Thursday, September 25, 2008

Smart Scan is the key to Oracle Exadata and 'X'

I googled Exadata last night after Larry's keynote and it returned 934 hits, this morning it was in 3000's, right now its 3440 and sure anything that Larry Ellison has said or done in past, becomes an instant hype...

So what is that makes Oracle Exadata storage or the Oracle HP Database Platform unique? It is the Smart Scan technology that reduces the amount of data to be sent from the storage system to the database server. For general description of the new technology, I suggest reading the White Paper:
Oracle Database 11g for Data Warehousing and Business Intelligence

The new Storage Server returns a query result set of the SQL, rather than entire tables. This reduces the network bottlenecks and frees up database server resources. When analyzing data stored in their data warehouses, Oracle claims, that the performance improvement can be 10X or more. Whaty if you are still not satisfied? Well Oracle's advanced compression, can typically reduce the data volumnes on the storage servers by 2-3 times easily. This will further improve the performance in Exadata or the 'X' machine.

It requires Oracle Database 11g Enterprise Edition or later for the database accessing Exadata storage. Let us look at the visual on top of this post, to see how the Smart Scan reduces the data blocks send to the Database server. As Larry explained, a SQL query in Data Warehosue report, specially on an unindexed column, will do a FULL SCAN and return all blocks to the Database server, unlike the SMART SCAN will only retuern the result set, reducing the number of blocks to be tranasmitted to the database. This will reduce the I/O load substantially. So the key to Smart Scan are:
>Offload predicate evaluation
>Only return relevant rows and columns to host
>Join filtering

SMART SCAN is totally transparent to the SQL writers, so all current applications will work as it is, what a relief! Let's take an example of a Telecom provider. They want to know which customers are spending over $200 in a single call. If the huge customer table is 1TB, these small set of customers are actually in say 2MB of space. Traditionally, the 1 TB space will have to be searched for these customers even though it may be by partition pruning etc and a lot of blocks have to be send to the DB. Using SMART SCAN, the data reduction takes place in the storage sub-system itself.

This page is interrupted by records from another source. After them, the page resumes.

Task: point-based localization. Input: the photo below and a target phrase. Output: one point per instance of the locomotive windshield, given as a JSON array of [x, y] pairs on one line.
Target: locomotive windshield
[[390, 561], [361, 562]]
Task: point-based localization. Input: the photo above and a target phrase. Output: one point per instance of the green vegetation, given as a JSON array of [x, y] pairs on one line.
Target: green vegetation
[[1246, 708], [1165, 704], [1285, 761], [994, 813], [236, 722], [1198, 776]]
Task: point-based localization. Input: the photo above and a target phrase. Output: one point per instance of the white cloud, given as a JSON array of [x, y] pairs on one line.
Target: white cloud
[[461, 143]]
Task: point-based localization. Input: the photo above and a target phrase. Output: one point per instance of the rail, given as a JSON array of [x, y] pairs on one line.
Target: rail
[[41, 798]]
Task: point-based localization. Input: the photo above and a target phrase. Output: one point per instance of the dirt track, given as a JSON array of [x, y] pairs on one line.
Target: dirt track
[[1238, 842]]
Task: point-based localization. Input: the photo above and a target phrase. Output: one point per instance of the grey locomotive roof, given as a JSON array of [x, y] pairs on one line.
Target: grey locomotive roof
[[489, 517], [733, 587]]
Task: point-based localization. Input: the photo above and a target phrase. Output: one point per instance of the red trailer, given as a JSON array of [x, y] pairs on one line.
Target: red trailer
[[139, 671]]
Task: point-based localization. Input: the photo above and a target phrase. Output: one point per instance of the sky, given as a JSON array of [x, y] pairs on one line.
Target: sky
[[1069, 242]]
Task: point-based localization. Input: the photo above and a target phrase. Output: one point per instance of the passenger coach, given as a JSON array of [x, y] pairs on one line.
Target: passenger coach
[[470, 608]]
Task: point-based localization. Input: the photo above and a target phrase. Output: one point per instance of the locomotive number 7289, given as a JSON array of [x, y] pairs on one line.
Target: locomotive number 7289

Som of the other uses of SMART SCAN are:
>Join filtering where Star join filtering is performed within Exadata storage cells
or Dimension table predicates are transformed into filters that are applied to scan of fact table

With SMART SCAN - Exadata Way!

Without SMART SCAN (traditional storage)
>Backups I/O for incremental backups is much more efficient since only changed blocks are returned

>Create Tablespace (file creation)Formatting of tablespace extents eliminates the I/O associated with the creation and writing of tablespace blocks

Smart Scans correctly handle complex cases including
Uncommitted data and locked rows
Chained rows
Compressed tables
Date arithmetic
Regular expression searches AND
Partitioned tables

Wednesday, September 24, 2008

Oracle Exadata 'X' is out

Convergence of hardware and datab ase soft

Larry Ellison announed the database machine today in his keynote, a machine build on radicle new ideas. He used the sail boat analogy on the out of box thinking needed to overcome the bandwidth limitation between the storage system and the database. The large DW's are tripling in size every two years and are plagued with the data bandwidth problem. There is a disk to Database choking. Storage disks can easily store 100TB but movement of data is the biggest.

Most hard configurations slow down at even lesser values 1-10 TB range. The largest storage systems show the exponential increase in scan time at 10TB. This problem can be solved in two way, as a data problem, reduce the data - compression or indexing the data or partition pruning etc. The other way it to enhance the amount of data travelling over the data pipes. Make the pipes faster and increase their number.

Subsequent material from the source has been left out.